Abstract
Objective
Our purpose was to assess the effect of ligustrazine in the prevention of contrast-induced nephropathy (CIN) in patients with unstable angina (UA).
Methods
148 patients with UA undergoing coronary angiography and/or percutaneous coronary intervention (PCI) were selected for observation; the patients were divided into a control group (group A, n=74) and a ligustrazine group (group B, n=74). Group A was given routine treatment, while group B was given routine treatment combined with ligustrazine. Serum creatinine (Scr), cystatin C and glomerular filtration rate (eGFR) concentrations were measured before and 1 day, 2 days and 3 days after treatment, and the incidence of contrast-induced nephropathy (CIN) and major cardiovascular events (MACE) were observed in both groups.
Results
The Scr, Cystatin C and eGRF levels in group B were better than in group A after 1 day (OR: 2.64, 95% CI: 2.47-4.98; OR: 2.66, 95% CI: 2.62-5.77; OR: 4.02, 95% CI: 3.02-5.53, respectively), 2 days (OR: 3.58, 95% CI: 2.41-4.92; OR: 2.92, 95% CI: 2.83-5.02; OR: 3.28, 95% CI: 3.24-5.14, respectively) and 3 days of treatment (OR: 3.26, 95% CI: 2.17-4.35; OR: 2.85, 95% CI: 2.26-4.02; OR: 3.19, 95% CI: 2.53-4.34, respectively). The incidence of CIN (9.26% vs 16.67%) and MACE (7.41% vs 18.51%) of group B were significantly lower than in group A (P<0.05).
Conclusions
Our study suggests that ligustrazine can reduce CIN and MACE in patients with UA when undergoing coronary angiography and/or PCI.

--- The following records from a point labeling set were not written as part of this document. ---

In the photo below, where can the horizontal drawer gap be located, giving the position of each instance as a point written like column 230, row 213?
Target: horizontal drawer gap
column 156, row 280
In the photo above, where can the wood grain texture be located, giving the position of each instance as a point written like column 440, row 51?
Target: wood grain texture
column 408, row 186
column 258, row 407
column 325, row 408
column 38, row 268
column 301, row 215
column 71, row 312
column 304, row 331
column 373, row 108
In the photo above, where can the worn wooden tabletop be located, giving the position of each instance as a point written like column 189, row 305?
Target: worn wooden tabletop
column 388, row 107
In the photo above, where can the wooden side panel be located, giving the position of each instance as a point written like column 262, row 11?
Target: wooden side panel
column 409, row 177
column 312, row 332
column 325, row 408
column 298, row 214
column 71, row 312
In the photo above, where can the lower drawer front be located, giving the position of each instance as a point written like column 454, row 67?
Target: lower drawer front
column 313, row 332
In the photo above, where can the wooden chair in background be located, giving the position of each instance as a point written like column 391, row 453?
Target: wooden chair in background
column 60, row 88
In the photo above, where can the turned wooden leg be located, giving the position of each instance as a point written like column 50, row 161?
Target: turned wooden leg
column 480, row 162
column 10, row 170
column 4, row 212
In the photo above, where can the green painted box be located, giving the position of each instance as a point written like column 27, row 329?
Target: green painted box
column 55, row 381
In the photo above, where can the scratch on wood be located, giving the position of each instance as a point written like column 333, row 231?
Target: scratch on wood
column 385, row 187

Keywords: ligustrazine, contrast-induced nephropathy, unstable angina
INTRODUCTION
Contrast-induced nephropathy (CIN) [1, 2, 3] is an acute renal function injury that occurs within 3 days after using contrast agent when excluding other factors that may damage renal function. In hospital-acquired acute kidney injury, CIN has become the third major cause of renal perfusion decrease and renal drug toxicity [4, 5]. At present, CIN is defined as an impairment of renal function determined by either a 25% increase in SCr from baseline or a 0.5 mg/dL increase in absolute value within 48 to 72 hours of intravenous contrast administration [6, 7]. Previous research results have shown that in patients who receive contrast agents, the incidence of CIN is approximately 1%-6% [8]. Once CIN has occurred, hospitalization time is longer, and the cost of health care increases, presenting a considerable economic burden to society. Because no effective measure for the treatment of CIN has been developed, research for CIN is primarily focused on prevention.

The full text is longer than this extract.